Canada is not alone in facing this mismatch between fossil infrastructure planning and energy system reality. The difference is that Canada is committing public money late in the cycle. LNG export terminals and pipelines are long lived assets. Solar, wind, and batteries are being deployed faster than those assets can pay back. Planning based on past demand trends leads to stranded capacity and stranded public investment.

The upside of all of this, minor though the silver lining will be, is that far less Canadian LNG will be shipped each year than current heady dreams suggest, reducing significantly the climate damage that our products cause globally.

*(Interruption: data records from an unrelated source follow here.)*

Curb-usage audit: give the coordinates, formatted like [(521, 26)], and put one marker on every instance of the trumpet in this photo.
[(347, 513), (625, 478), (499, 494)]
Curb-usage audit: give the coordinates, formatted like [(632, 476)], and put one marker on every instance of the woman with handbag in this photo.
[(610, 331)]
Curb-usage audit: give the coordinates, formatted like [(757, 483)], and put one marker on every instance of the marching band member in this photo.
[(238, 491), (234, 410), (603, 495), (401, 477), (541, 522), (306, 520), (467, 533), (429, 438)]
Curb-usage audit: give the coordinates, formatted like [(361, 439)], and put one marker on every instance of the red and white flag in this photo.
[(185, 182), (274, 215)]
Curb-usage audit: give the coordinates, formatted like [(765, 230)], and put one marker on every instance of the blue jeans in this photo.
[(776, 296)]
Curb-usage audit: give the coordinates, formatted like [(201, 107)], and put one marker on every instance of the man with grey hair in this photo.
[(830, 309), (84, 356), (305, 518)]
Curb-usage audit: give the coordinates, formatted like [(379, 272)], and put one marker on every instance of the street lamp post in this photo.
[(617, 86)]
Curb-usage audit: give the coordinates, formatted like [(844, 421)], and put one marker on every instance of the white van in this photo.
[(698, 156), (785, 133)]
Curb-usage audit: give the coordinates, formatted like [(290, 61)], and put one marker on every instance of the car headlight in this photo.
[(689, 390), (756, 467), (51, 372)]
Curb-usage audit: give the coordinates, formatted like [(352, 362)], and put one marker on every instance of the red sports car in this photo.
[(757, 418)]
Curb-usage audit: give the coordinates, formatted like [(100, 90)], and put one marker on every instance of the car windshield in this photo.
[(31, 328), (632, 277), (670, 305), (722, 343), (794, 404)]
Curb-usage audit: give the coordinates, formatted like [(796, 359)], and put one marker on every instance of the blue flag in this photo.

It’s still billions of tons of CO2e over the lifespan of these projects from our product with federal backing, in an era when the International Court of Justice has made it clear that the liability buck stops with the government, not the firms.

The conclusion is not that gas disappears overnight. It is that LNG becomes a declining, capital constrained business much sooner than project timelines assume. Most proposed capacity is never built. Some built capacity becomes stranded. Public money does not earn the returns promised. The gap between political expectations and economic outcomes widens, not because of ideology, but because the energy system changed direction while infrastructure planning did not.